Ann Patchett, Orange amère: un dimanche comme un autre. Albert s’incruste au baptême de la fille (Franny) d’un vague collègue, pour ne pas devoir rester à la maison avec sa femme et ses enfants. Il rencontre Beverly, la maman de Franny, et tombe amoureux d’elle le temps d’une après-midi arrosée de gin orange (préparés avec les oranges du jardin – on est en Californie). Le chapitre suivant change complètement d’époque et le lecteur comprend que Beverly et Albert se sont mariés, créant une nouvelle famille recomposée. Le roman suivra divers membres de cette famille à différentes périodes de leur vie, sur une période de cinquante ans – les enfants ont grandi et certains prennent la parole, racontant des bribes d’histoire que le lecteur devra recomposer comme un puzzle. Cela demande évidemment un peu d’attention mais tout s’emboîte assez bien et au fil des pages, le fil prend forme.

Et pourtant j’ai failli abandonner ce roman, et pas à cause de la temporalité un peu décousue. J’ai cette (mauvaise ?) habitude de beaucoup traîner au début d’un livre, avançant à l’allure d’un escargot pendant la première moitié et un chapitre m’a tout particulièrement bloquée (pour ceux qui l’ont lu, celui qui décrit la soirée de Franny derrière le bar, quand elle rencontre un écrivain qu’elle adore). Je trouvais le temps long, mais je me suis forcée à continuer, un peu par curiosité, un peu parce que c’était une lecture commune, et un peu par paresse (j’étais au jardin et j’avais la flemme de choisir un autre roman).
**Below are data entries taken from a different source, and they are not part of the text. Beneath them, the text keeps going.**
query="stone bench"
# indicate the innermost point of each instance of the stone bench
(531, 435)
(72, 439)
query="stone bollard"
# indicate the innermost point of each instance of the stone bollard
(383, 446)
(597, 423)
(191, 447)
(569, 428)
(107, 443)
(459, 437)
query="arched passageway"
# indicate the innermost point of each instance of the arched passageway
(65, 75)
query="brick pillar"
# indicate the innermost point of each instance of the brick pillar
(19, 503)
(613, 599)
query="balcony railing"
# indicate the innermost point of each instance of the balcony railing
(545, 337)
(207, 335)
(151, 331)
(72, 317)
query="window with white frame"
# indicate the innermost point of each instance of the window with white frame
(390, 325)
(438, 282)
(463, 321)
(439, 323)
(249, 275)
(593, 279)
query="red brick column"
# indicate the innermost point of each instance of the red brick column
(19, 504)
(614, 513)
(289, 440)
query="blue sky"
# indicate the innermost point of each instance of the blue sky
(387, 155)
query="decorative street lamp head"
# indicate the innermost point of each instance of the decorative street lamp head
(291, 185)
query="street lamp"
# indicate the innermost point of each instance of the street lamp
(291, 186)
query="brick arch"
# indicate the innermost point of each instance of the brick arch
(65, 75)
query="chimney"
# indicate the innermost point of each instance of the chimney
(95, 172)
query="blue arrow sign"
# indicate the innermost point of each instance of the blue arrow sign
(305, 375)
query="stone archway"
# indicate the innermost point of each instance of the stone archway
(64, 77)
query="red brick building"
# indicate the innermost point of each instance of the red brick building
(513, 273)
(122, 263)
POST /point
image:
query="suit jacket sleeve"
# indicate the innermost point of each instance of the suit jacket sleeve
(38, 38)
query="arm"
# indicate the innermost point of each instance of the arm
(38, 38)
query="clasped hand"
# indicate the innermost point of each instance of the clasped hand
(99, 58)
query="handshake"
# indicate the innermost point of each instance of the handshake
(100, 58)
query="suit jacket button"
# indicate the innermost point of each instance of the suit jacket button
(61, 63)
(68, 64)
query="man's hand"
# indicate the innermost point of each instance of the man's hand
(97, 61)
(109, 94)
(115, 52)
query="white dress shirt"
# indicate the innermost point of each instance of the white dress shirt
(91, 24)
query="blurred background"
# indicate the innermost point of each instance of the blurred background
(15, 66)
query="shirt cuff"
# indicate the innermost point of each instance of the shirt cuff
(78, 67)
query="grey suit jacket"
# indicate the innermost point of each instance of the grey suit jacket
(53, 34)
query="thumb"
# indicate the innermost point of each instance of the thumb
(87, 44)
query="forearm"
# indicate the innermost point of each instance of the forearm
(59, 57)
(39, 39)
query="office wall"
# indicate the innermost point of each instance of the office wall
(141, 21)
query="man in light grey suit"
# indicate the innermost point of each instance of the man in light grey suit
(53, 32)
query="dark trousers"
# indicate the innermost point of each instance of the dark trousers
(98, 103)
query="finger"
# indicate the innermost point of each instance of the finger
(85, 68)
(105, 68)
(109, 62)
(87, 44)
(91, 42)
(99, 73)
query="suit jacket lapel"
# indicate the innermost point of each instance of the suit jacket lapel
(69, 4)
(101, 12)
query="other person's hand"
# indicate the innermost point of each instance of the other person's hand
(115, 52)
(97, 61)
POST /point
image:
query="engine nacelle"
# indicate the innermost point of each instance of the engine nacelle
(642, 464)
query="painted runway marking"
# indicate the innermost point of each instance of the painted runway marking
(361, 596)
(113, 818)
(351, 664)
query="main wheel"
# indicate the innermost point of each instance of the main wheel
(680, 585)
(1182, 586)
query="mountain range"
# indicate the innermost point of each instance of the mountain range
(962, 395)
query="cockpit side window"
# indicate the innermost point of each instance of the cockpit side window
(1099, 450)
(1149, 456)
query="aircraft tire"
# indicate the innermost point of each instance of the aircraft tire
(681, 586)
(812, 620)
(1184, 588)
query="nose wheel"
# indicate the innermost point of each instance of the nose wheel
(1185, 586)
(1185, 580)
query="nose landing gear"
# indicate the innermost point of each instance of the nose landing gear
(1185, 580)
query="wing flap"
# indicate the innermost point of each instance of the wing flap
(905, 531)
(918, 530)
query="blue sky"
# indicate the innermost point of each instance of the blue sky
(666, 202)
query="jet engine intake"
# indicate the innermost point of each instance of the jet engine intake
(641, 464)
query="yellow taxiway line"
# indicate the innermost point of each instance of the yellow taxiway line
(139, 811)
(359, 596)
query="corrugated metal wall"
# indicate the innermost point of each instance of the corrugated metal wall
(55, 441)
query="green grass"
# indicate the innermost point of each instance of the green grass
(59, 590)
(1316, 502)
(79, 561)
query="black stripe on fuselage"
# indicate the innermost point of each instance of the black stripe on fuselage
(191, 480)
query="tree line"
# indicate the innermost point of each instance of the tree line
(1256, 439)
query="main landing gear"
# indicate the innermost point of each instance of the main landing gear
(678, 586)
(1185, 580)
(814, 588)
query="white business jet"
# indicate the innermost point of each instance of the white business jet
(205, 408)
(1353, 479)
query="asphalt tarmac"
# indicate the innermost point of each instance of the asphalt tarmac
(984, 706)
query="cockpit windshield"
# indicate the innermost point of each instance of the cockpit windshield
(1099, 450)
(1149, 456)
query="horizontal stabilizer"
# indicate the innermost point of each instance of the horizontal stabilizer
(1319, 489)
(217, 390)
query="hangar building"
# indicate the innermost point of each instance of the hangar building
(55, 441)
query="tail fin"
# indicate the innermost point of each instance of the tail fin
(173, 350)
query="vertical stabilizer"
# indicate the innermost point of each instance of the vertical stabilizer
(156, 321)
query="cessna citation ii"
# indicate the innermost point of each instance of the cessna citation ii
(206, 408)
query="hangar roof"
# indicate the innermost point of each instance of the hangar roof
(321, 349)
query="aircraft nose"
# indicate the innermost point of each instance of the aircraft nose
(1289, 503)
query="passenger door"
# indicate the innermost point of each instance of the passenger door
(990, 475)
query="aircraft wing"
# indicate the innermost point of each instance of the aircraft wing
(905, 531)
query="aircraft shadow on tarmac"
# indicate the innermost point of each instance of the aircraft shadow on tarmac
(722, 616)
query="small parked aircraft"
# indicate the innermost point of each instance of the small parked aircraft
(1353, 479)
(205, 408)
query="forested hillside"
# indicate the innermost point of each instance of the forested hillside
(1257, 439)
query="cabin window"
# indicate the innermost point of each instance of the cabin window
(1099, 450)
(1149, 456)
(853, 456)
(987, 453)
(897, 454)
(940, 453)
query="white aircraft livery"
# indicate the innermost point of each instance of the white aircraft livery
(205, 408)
Une fois ce chapitre un peu pénible passé, je suis enfin entrée dans l’histoire et j’ai beaucoup aimé suivre chacun des personnages, avec leur caractère, leurs défauts, leur personnalité spécifique. Un événement en particulier les a tous marqués et forme quelque part l’ossature du récit, et les détails sont distillés très parcimonieusement au cours des pages. Ma lecture a été sous forme de montagnes russes, d’où un note moyenne, mais j’ai bien envie de lire d’autres romans de cette auteur.

Une lecture commune avec Ingannmic et Electra.